Playful, elegant, and not above the judicious use of the word “shit."

Hot drinks are not for the belly

A few months after I was baptized into the Mormon Church I was at a friend’s house hanging out when she offered me a taste of her drink. I was eight-years-old at the time and had just been cleansed of all my sins, leaving them in the baptismal font to be drained into the ether. My friend was Catholic and she knew that Mormons were forbidden to drink coffee or tea, and she thought it would be funny to try and trick me into drinking her tea.

I thought she was offering me a taste of her Coke, which would have been fine because Mormons can drink Coke and Pepsi and other caffeinated beverages because the scriptures don’t specifically say, “Thou shalt not consume Coca-Cola or any product alike thereof.” It’s a great loophole, and that’s why many Mormons are addicted to Diet Coke and can feel safe in their righteousness.

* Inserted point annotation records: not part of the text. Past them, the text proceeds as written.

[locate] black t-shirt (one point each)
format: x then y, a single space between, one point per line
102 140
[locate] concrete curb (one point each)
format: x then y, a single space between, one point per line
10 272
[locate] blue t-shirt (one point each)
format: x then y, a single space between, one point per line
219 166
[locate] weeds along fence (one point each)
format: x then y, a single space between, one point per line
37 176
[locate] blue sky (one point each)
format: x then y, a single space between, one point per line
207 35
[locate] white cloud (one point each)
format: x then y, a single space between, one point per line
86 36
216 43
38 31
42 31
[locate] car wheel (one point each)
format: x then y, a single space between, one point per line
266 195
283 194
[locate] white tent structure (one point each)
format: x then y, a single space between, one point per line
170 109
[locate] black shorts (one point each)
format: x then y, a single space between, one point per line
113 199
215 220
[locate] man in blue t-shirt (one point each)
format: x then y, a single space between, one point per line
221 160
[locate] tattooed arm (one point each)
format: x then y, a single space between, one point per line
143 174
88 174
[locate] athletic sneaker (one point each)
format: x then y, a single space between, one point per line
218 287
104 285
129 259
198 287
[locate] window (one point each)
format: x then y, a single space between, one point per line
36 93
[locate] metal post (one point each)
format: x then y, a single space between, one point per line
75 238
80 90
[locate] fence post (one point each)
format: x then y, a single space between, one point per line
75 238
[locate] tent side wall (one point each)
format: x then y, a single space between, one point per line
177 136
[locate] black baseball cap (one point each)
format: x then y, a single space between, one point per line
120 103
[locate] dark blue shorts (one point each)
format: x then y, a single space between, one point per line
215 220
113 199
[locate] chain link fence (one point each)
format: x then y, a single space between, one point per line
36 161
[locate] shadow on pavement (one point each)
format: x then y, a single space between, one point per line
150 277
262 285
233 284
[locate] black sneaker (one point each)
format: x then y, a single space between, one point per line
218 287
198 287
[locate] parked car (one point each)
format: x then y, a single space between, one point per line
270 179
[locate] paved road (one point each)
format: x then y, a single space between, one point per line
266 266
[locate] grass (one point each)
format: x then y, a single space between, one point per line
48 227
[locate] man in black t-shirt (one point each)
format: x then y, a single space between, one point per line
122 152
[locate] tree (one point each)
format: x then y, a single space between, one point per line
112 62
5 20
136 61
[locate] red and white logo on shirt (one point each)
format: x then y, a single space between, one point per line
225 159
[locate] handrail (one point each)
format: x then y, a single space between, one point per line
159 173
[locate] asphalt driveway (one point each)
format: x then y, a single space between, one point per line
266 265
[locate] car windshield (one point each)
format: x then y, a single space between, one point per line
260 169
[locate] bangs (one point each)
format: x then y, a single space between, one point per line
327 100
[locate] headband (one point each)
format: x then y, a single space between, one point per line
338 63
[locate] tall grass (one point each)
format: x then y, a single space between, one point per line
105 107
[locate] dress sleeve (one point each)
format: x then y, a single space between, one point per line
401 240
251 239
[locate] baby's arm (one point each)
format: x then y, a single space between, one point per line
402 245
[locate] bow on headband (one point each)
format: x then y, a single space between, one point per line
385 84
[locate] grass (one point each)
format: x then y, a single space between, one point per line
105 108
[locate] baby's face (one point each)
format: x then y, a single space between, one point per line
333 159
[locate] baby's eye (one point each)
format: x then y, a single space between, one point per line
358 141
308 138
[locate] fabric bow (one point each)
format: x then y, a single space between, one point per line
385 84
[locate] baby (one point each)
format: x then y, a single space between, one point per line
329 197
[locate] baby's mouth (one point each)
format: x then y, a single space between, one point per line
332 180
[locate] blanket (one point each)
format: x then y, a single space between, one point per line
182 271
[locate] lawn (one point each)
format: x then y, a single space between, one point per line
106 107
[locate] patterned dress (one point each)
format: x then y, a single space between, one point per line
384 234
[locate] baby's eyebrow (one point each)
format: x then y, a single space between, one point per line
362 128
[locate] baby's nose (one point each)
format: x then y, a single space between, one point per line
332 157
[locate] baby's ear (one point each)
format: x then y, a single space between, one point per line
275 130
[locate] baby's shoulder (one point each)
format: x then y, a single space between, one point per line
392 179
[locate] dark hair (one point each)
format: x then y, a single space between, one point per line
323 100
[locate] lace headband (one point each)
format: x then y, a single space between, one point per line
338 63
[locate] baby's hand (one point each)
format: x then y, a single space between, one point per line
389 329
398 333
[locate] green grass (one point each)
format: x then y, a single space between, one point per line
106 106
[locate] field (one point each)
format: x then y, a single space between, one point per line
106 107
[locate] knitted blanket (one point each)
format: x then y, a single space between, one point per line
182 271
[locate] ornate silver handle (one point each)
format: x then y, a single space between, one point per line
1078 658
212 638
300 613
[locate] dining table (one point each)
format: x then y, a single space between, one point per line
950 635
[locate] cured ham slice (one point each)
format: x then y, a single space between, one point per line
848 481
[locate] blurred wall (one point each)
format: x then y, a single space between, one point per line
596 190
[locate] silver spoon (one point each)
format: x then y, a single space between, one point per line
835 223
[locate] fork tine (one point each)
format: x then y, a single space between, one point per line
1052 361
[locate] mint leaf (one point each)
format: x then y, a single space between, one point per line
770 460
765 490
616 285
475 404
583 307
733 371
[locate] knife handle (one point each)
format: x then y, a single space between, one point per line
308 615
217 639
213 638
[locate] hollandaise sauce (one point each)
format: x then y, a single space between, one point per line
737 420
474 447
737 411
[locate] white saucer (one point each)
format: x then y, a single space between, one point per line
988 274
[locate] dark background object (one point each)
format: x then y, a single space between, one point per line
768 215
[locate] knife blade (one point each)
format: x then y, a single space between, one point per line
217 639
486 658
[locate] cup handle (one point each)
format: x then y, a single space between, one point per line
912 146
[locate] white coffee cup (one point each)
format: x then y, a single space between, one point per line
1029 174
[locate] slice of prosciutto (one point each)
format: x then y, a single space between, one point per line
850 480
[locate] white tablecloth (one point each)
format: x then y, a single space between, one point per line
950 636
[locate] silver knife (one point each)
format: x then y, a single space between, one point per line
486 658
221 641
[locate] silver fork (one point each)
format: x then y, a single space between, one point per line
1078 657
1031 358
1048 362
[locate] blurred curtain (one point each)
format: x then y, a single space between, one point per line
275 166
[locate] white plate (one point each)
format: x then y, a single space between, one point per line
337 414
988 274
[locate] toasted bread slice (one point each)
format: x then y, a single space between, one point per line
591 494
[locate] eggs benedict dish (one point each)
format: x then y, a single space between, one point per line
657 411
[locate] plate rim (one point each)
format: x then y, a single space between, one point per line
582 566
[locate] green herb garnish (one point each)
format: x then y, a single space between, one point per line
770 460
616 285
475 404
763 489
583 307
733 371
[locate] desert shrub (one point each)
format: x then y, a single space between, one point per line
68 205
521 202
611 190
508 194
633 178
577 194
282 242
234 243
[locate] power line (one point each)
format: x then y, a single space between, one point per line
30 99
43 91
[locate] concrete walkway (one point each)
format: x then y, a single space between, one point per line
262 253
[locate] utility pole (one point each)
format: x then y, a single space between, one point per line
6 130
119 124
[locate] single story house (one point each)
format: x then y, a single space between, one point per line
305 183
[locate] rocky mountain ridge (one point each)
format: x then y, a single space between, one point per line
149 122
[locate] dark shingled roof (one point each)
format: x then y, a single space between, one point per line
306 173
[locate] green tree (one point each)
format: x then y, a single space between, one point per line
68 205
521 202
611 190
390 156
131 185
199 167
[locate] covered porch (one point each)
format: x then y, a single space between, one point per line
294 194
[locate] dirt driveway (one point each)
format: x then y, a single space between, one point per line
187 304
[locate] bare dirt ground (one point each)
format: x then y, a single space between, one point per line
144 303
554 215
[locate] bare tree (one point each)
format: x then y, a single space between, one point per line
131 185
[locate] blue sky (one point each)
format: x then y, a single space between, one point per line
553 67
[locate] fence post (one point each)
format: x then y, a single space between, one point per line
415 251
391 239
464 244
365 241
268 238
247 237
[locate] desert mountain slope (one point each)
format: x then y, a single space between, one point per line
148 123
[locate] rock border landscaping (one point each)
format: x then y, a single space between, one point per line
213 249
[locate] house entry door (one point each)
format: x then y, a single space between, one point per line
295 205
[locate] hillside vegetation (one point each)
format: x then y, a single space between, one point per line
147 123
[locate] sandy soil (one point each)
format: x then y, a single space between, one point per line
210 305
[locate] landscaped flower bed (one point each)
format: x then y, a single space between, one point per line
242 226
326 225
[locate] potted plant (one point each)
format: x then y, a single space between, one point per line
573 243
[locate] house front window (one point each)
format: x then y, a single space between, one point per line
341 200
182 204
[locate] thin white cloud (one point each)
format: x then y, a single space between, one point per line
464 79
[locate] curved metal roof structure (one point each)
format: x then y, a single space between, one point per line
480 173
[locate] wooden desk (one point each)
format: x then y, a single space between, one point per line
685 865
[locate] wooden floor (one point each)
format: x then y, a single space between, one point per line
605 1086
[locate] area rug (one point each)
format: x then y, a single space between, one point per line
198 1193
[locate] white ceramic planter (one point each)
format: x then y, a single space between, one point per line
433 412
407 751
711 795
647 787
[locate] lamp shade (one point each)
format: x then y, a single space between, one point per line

So I took a giant swig of her tea, thinking it was Coke, and the moment that tea hit my tongue I knew that what I was putting into my body was strictly forbidden by the Lord. And for the next several months of my life all I could think about was how I had drunk that tea AFTER I had been baptized, and why couldn’t I have done it BEFORE so that the sin would have been be washed away and not just sitting there on my conscience pushing me into my grave and straight into Hell.

I still haven’t repented of that sin.